The Adviser You Can Talk To Podcast
September 7, 2022
How do you turn your portfolio into a paycheck? That’s the question most retirees face, and dividendsA cash payment to investors who own stock in the company. can be an important part of the answer. Charlie, Steve and Andrew talk about the challenges of generating a stable, income-producing portfolio in an inflationary environment and how you can manage those challenges, including:
Dividend-producing stocks can be a useful part of your portfolio whether you’re in retirement, about to be, or still saving—if you use them right. Listen now to learn how!
Hello, I’m Charlie Toole, a portfolio manager at Adviser Investments, and welcome to another The Adviser You Can Talk To Podcast. Joining me today is Andrew Busa, manager of financial planning. Andrew, welcome to the podcast.
Good to be here.
Also joining is Steve Johnson, vice president and portfolio manager. Steve, thanks for joining us today.
My pleasure. You know this is a topic that I love to talk about.
This is near and dear to your heart.
Yes, it’s a very exciting topic for all of us: Dividend growth stocks—great asset class to own. But we’re going to center this podcast around how they fit into your financial plan and how they factor into your financial plan at different stages of life.
We’ll kick right off from the beginning, Steve, just with a quick review on what dividend growth stocks are. So I’ll kick it to you for that.
Great. Well thanks, Charlie. Yeah, so dividend growth stocks—I think sometimes there’s a misconception about dividends, stocks and dividend growth. We like to focus on those companies that consistently are growing their dividend year after year, which means that they have a tremendous amount of free cash flow. It’s that cash that’s left over after everything, and what management decides to do with it is increase their dividend. That’s a little bit different than some folks who are looking perhaps at just the highest yielders, those companies that have a high dividend yield but maybe aren’t in the best shape.
One of the other things that we’re looking at is not only the growth of the dividend but also the balance sheet. When we look at companies, we want to make sure that they really have to have the highest quality, and we refer to them as battleship balance sheets—those balance sheets that are able to survive through different economic cycles, including the one that we’re in now. We want to make sure that those companies are going to be able to survive anything that the economy throws at it.
Yeah, great point. The one thing we like to say is that as an asset class historically, those companies that—because they have that higher cash flow, because they’re financially stronger on the balance sheet, and because they’re raising those dividends year in and year out—they typically have higher returns than the overall market and lower risk. Andrew, I think that factors in well to a financial plan for our retiree.
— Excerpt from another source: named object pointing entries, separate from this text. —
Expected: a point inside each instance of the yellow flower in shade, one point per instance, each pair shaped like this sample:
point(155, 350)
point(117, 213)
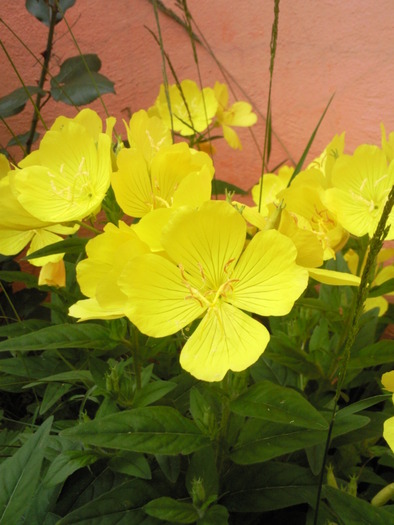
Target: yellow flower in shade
point(4, 166)
point(68, 177)
point(388, 426)
point(382, 275)
point(387, 145)
point(147, 135)
point(304, 199)
point(207, 273)
point(240, 114)
point(140, 189)
point(53, 274)
point(107, 254)
point(361, 184)
point(327, 159)
point(192, 109)
point(18, 228)
point(273, 185)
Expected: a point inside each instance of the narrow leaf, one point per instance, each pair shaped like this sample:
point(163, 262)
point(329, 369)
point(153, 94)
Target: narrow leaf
point(88, 335)
point(265, 400)
point(19, 476)
point(169, 509)
point(153, 430)
point(350, 509)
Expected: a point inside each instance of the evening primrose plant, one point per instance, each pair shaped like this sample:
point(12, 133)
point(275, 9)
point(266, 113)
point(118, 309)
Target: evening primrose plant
point(184, 357)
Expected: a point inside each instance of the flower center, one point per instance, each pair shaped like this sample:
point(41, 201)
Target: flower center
point(205, 295)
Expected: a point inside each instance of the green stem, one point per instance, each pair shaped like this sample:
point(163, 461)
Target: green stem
point(47, 57)
point(136, 361)
point(268, 133)
point(353, 324)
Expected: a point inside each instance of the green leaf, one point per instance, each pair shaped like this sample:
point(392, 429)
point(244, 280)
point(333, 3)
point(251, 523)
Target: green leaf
point(260, 441)
point(70, 245)
point(152, 392)
point(373, 355)
point(282, 350)
point(15, 102)
point(203, 467)
point(220, 187)
point(19, 476)
point(53, 392)
point(65, 464)
point(349, 509)
point(272, 486)
point(42, 11)
point(29, 280)
point(154, 430)
point(88, 335)
point(22, 139)
point(265, 400)
point(131, 464)
point(121, 505)
point(84, 90)
point(22, 327)
point(169, 509)
point(73, 67)
point(383, 289)
point(215, 515)
point(170, 466)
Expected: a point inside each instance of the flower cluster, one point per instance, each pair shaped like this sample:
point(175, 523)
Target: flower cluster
point(178, 256)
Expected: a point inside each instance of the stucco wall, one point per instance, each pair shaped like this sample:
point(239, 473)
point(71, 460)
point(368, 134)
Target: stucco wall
point(346, 47)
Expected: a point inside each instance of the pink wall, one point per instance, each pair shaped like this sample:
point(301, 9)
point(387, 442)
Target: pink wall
point(324, 46)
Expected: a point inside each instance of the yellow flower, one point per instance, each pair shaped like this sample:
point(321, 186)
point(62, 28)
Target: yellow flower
point(147, 135)
point(18, 228)
point(208, 274)
point(239, 114)
point(327, 159)
point(387, 145)
point(361, 184)
point(97, 275)
point(388, 426)
point(192, 109)
point(140, 188)
point(53, 274)
point(68, 177)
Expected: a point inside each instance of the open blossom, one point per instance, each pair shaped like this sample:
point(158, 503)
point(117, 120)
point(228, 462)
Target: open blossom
point(67, 178)
point(240, 114)
point(97, 275)
point(191, 109)
point(140, 188)
point(207, 274)
point(361, 185)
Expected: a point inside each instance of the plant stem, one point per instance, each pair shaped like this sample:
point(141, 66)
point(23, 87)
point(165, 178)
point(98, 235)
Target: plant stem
point(352, 326)
point(268, 132)
point(44, 70)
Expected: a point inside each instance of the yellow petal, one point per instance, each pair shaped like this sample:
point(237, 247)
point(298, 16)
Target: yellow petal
point(388, 432)
point(334, 278)
point(388, 380)
point(226, 339)
point(131, 184)
point(108, 254)
point(147, 134)
point(162, 304)
point(90, 309)
point(41, 239)
point(72, 180)
point(206, 241)
point(53, 274)
point(267, 280)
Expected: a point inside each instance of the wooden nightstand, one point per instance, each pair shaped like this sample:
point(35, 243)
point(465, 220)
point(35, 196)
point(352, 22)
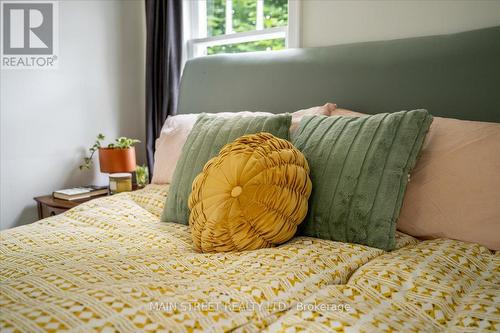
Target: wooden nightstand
point(48, 206)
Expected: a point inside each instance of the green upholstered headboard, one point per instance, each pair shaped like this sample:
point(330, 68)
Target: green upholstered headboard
point(455, 75)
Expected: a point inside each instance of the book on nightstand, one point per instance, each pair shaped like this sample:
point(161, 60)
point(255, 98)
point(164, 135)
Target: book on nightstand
point(80, 192)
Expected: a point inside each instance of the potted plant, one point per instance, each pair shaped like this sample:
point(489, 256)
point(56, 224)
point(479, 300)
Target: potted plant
point(118, 156)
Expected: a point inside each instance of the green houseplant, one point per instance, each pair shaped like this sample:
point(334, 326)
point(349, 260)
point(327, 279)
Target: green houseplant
point(118, 156)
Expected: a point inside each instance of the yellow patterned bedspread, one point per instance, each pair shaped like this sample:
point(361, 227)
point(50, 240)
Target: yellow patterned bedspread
point(110, 265)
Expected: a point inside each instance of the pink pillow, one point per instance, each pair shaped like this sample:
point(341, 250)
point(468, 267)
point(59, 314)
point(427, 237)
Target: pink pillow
point(176, 130)
point(454, 189)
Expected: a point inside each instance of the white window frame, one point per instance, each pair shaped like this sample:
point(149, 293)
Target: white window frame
point(194, 34)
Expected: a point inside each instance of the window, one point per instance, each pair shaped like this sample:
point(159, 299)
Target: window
point(234, 26)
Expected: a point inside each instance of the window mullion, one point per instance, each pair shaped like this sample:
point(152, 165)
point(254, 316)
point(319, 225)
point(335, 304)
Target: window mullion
point(260, 15)
point(229, 17)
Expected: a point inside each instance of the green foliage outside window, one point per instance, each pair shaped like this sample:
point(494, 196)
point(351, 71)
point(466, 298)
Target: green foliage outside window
point(244, 19)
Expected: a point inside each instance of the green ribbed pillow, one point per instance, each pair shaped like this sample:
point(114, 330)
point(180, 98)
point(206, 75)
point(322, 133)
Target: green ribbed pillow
point(359, 170)
point(209, 134)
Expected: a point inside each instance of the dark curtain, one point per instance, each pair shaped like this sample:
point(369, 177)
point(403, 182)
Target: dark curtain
point(163, 66)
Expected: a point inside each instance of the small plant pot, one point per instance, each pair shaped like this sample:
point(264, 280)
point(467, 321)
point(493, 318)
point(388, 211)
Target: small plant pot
point(114, 160)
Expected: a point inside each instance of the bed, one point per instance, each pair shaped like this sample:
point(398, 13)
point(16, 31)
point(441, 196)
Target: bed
point(110, 265)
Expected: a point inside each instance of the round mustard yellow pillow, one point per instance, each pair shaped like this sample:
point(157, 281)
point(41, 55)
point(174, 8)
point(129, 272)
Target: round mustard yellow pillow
point(252, 195)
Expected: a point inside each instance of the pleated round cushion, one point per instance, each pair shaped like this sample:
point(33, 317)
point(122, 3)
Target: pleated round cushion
point(252, 195)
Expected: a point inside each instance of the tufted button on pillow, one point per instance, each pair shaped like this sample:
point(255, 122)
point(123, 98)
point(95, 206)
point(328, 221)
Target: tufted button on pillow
point(252, 195)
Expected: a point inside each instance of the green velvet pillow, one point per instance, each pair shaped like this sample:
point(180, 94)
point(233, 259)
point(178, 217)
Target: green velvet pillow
point(359, 170)
point(209, 134)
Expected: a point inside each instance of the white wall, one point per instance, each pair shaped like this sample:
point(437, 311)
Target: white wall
point(50, 117)
point(329, 22)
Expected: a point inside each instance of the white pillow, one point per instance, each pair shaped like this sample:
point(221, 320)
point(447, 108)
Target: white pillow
point(176, 129)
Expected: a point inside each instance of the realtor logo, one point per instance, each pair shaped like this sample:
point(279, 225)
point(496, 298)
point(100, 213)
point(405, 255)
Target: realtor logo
point(29, 34)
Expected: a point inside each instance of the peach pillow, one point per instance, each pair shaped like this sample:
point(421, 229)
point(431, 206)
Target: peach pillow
point(454, 189)
point(176, 130)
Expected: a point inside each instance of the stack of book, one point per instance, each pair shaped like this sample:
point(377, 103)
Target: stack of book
point(82, 192)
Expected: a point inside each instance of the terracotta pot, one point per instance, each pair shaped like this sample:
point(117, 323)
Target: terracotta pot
point(112, 160)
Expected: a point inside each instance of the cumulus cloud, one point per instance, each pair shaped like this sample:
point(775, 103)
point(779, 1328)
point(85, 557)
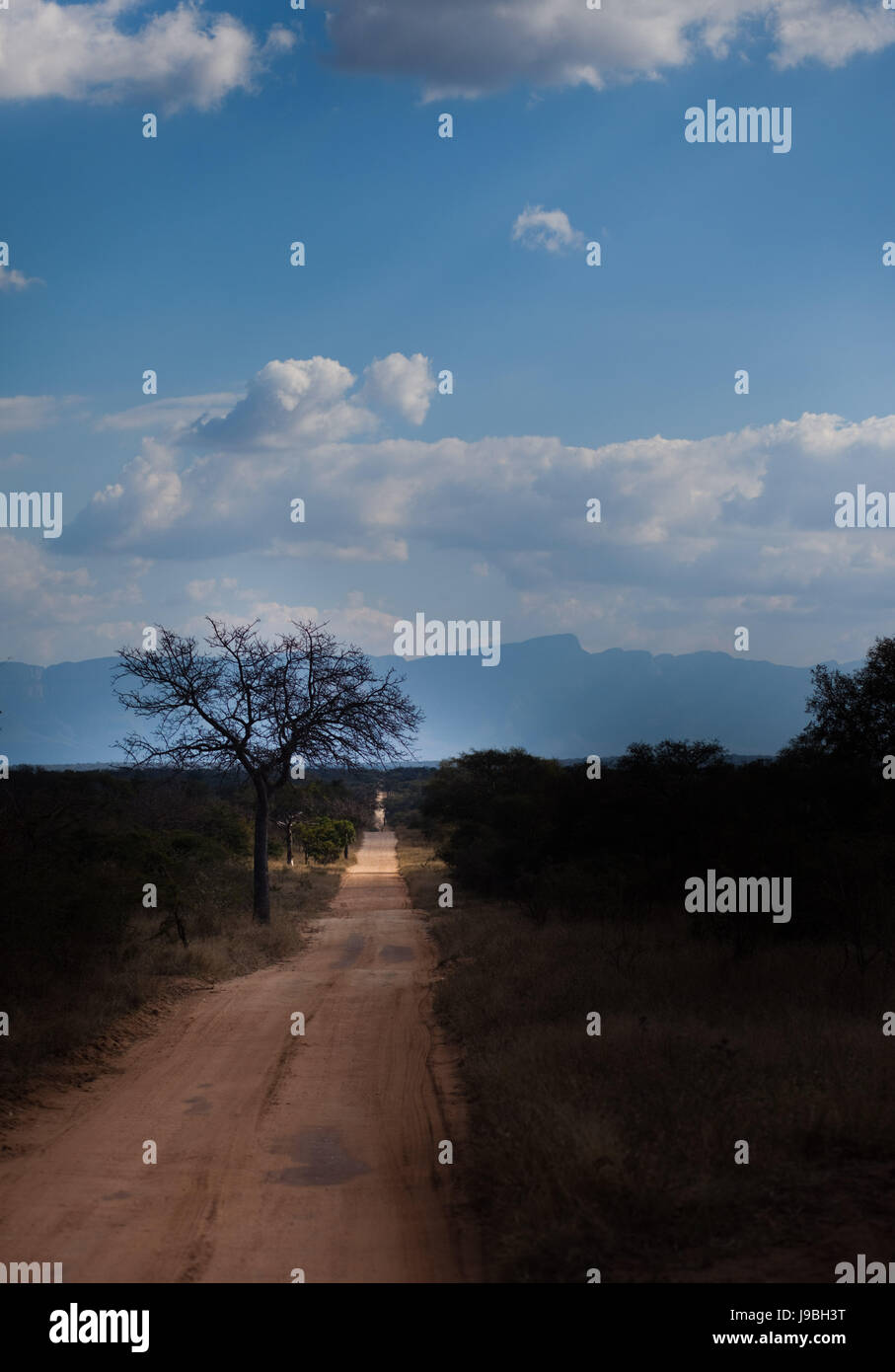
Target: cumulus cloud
point(550, 229)
point(401, 383)
point(742, 514)
point(289, 402)
point(14, 280)
point(96, 51)
point(473, 46)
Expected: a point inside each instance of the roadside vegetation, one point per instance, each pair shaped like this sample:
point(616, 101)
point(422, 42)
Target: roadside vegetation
point(123, 889)
point(617, 1150)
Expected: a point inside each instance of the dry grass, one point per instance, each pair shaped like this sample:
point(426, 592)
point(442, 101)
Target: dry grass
point(62, 1021)
point(617, 1151)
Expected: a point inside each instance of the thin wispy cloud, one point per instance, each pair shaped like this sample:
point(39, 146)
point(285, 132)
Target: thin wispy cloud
point(475, 46)
point(184, 56)
point(14, 280)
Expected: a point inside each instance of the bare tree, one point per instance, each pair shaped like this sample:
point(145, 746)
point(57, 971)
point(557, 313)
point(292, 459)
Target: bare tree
point(261, 706)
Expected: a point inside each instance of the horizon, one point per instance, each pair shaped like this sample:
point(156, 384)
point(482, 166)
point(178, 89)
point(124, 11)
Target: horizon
point(525, 370)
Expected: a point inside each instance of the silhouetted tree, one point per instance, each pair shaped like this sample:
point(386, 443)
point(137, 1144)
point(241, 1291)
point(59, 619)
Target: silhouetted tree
point(261, 706)
point(855, 713)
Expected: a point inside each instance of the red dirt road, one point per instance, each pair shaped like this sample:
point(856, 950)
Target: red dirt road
point(274, 1153)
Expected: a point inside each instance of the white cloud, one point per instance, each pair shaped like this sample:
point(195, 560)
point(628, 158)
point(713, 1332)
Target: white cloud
point(473, 46)
point(170, 414)
point(401, 383)
point(183, 56)
point(286, 402)
point(550, 229)
point(743, 512)
point(14, 280)
point(48, 609)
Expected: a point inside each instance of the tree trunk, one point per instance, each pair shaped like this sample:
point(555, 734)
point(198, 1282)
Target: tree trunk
point(261, 885)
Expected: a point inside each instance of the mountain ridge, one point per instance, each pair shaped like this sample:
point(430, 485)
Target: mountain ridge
point(547, 695)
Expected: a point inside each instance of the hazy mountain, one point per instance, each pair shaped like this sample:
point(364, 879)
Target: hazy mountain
point(547, 695)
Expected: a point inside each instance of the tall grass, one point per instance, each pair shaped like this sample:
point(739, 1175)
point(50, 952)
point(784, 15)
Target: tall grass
point(619, 1151)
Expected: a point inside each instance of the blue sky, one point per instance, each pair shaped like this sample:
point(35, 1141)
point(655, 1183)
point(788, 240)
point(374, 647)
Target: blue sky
point(173, 254)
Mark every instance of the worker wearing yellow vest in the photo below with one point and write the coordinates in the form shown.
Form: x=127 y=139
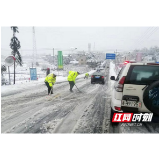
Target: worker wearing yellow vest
x=86 y=75
x=50 y=81
x=71 y=79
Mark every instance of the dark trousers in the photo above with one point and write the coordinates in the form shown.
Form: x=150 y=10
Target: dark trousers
x=71 y=85
x=49 y=88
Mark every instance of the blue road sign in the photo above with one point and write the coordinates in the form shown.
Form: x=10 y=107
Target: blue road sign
x=33 y=73
x=110 y=56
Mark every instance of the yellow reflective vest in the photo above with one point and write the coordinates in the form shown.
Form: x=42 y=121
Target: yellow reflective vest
x=72 y=76
x=50 y=79
x=86 y=74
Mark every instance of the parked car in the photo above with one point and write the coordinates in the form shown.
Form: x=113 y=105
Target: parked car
x=133 y=87
x=98 y=77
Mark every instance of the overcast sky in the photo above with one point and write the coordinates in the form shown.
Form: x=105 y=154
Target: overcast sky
x=124 y=38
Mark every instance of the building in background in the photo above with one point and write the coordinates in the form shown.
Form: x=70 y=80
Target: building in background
x=82 y=60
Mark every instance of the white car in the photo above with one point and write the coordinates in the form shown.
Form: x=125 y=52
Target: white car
x=136 y=89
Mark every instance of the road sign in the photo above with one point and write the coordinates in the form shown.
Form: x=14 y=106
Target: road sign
x=33 y=73
x=110 y=56
x=9 y=60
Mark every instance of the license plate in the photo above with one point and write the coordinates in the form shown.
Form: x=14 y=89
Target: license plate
x=131 y=104
x=97 y=76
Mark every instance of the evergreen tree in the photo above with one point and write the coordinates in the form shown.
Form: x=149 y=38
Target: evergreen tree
x=15 y=45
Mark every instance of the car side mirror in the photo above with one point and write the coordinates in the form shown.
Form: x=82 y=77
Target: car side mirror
x=112 y=77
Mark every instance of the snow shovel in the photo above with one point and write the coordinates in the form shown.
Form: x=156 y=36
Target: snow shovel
x=78 y=89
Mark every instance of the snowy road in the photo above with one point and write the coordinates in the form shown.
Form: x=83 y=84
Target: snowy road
x=29 y=112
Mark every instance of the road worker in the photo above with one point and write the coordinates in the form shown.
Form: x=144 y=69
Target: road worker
x=71 y=79
x=50 y=81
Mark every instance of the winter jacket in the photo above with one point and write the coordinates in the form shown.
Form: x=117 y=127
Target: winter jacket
x=72 y=76
x=86 y=74
x=50 y=79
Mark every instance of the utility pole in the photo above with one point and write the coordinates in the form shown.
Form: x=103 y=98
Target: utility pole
x=53 y=57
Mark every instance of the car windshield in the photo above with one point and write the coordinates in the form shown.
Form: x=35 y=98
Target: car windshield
x=143 y=75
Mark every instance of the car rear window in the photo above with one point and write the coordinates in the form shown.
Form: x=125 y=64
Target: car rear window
x=142 y=75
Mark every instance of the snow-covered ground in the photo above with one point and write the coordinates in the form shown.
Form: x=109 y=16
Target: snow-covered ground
x=27 y=109
x=146 y=128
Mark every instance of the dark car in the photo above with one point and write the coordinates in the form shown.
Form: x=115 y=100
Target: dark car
x=98 y=77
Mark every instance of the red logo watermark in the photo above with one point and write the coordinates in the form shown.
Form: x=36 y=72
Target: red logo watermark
x=130 y=117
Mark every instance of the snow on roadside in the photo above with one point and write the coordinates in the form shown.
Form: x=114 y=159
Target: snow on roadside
x=29 y=84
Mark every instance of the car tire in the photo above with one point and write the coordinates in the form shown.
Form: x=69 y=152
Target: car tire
x=151 y=97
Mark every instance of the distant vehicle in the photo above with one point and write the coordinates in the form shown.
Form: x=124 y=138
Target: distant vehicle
x=136 y=89
x=98 y=77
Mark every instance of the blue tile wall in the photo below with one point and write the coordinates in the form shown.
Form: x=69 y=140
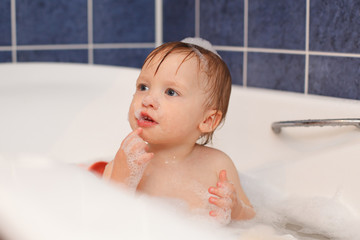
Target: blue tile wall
x=5 y=23
x=277 y=24
x=335 y=76
x=79 y=56
x=132 y=57
x=51 y=22
x=179 y=19
x=5 y=56
x=276 y=71
x=123 y=21
x=221 y=21
x=268 y=37
x=334 y=26
x=234 y=60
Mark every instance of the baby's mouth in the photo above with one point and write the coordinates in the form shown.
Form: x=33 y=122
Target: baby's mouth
x=144 y=118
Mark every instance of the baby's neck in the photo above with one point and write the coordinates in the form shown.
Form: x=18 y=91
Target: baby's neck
x=172 y=154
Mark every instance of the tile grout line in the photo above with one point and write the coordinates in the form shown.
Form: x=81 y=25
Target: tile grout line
x=90 y=33
x=158 y=23
x=13 y=31
x=245 y=49
x=151 y=45
x=307 y=37
x=197 y=18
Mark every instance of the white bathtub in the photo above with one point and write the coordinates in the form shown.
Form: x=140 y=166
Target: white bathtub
x=56 y=116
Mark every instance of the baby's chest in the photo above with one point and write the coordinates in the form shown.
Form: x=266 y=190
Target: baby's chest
x=179 y=185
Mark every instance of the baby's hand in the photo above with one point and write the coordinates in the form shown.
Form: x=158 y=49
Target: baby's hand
x=131 y=160
x=226 y=199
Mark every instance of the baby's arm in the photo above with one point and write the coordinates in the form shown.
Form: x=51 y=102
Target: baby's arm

Yeah, absolutely, because when we think about retirement… And that’s a phase, a big shift in someone’s life, going from earning a paycheck every other week if you have a salaried position to then drawing on your portfolio to live and to pay for your expenses and to pay for the lifestyle that you want to have in retirement. I’ve heard you both talk about this since I’ve been here, and I’m a believer in it too: A dividend growth portfolio fits in very, very nicely with someone’s retirement picture, just because it does have that ability to generate income and supplement your other income sources. So for most people, that’s going to be Social Security, pension income if you get that, maybe a bond portfolio if you’re taking part in that.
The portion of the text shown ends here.